Le retour du colonialisme par le langage
Le cas du Sahara occidental illustre une dérive globale. C’est le retour du colonialisme par les mots. En transformant les territoires occupés en « provinces », en travestissant les peuples en « populations », en rebaptisant la domination « autonomie », on réinvente l’empire sans jamais le nommer. Ce processus, que le Maroc applique à la lettre, n’est pas une innovation mais la continuation d’un vieux projet français. Et c’est précisément ce qui le rend dangereux.
Car si la communauté internationale venait à entériner ce glissement, c’est l’ensemble du système post-1945 qui s’effondrerait. Le droit des peuples deviendrait une variable d’ajustement. La Palestine, la Papouasie, la Nouvelle-Calédonie ou les Comores deviendraient à leur tour des anomalies « à corriger ». Le monde entrerait dans une ère où le réalisme politique efface la mémoire des peuples.
Le Maroc se prépare déjà à célébrer une victoire narrative – celle d’un pays qui agit par procuration, au service d’une puissance étrangère nostalgique de son empire. La France peut bien s’y rassurer ; elle n’en reste pas moins isolée sur un continent qui ne croit plus à son message. Le véritable enjeu n’est donc pas le Sahara occidental, mais l’avenir du Maghreb.
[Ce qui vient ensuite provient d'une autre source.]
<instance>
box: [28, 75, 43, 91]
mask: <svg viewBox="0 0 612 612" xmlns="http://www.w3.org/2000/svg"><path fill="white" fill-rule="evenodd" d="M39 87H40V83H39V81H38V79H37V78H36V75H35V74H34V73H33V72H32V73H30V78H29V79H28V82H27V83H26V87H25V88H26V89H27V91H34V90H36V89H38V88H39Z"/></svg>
Il revient désormais à l’Algérie de rompre le silence stratégique, d’assumer sa stature de puissance régionale, et de redonner au droit une voix politique. Non plus en prêchant la morale, mais en construisant l’équilibre. Dans un monde où la France recycle ses illusions impériales et où le Maroc s’y prête avec complaisance, l’Algérie doit redevenir ce qu’elle fut, un pôle de souveraineté et d’émancipation. Le temps des fables coloniales touche à sa fin ; celui des nations libres, s’il veut revenir, doit d’abord s’écrire.